With the glass between them, and Katy never allowing the waving to slow down, they indulged in looks of comic or indeed insane goodwill. She thought how nice-looking he was, and how he seemed to be so unaware of it. He wore a brush cut, in the style of the time—particularly if you were anything like an engineer—and his light-colored skin was never flushed like hers, never blotchy from the sun, but evenly tanned whatever the season.
His opinions were something like his complexion. When they went to see a movie, he never wanted to talk about it afterwards. He would say that it was good, or pretty good, or okay. He didn’t see the point in going further. He watched television, he read a book in somewhat the same way. He had patience with such things. The people who put them together were probably doing the best they could. Greta used to argue, rashly asking whether he would say the same thing about a bridge.
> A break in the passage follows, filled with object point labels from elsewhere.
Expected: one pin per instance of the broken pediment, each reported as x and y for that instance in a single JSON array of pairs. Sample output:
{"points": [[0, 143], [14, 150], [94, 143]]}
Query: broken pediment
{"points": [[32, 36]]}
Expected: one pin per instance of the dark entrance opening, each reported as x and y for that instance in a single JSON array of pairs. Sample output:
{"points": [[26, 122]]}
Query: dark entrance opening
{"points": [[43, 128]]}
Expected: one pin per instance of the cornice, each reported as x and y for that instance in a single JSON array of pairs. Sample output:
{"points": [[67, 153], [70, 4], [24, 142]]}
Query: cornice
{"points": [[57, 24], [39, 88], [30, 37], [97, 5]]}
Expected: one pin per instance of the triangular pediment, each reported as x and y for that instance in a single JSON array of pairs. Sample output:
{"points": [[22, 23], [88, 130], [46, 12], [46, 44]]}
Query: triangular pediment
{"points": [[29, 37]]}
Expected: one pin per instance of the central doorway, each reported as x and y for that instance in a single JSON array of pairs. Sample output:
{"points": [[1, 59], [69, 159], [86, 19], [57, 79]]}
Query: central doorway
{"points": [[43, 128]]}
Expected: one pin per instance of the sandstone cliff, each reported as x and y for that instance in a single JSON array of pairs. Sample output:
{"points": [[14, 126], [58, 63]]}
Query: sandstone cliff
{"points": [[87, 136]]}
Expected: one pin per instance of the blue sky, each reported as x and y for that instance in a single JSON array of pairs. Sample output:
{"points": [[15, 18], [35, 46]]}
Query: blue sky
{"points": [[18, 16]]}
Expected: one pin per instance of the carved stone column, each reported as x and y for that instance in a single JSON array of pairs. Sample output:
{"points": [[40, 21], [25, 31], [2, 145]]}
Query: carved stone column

The people who did it did their best but their best was not good enough so it fell down.
Instead of arguing, he just laughed.
It was not the same thing, he said.
Greta should have realized that this attitude—hands off, tolerant—was a blessing for her, because she was a poet, and there were things in her poems that were in no way cheerful or easy to explain.
(Peter’s mother and the people he worked with—those who knew about it—still said poetess. She had trained him not to. Otherwise, no training necessary. The relatives she had left behind in her life, and the people she knew now in her role as a housewife and mother, did not have to be trained because they knew nothing about this peculiarity.)
It would become hard to explain, later on in her life, just what was okay in that time and what was not. You might say, well, feminism was not. But then you would have to explain that feminism was not even a word people used. Then you would get all tied up saying that having any serious idea, let alone ambition, or maybe even reading a real book, could be seen as suspect, having something to do with your child’s getting pneumonia, and a political remark at an office party might have cost your husband his promotion. It would not have mattered which political party either. It was a woman’s shooting off her mouth that did it.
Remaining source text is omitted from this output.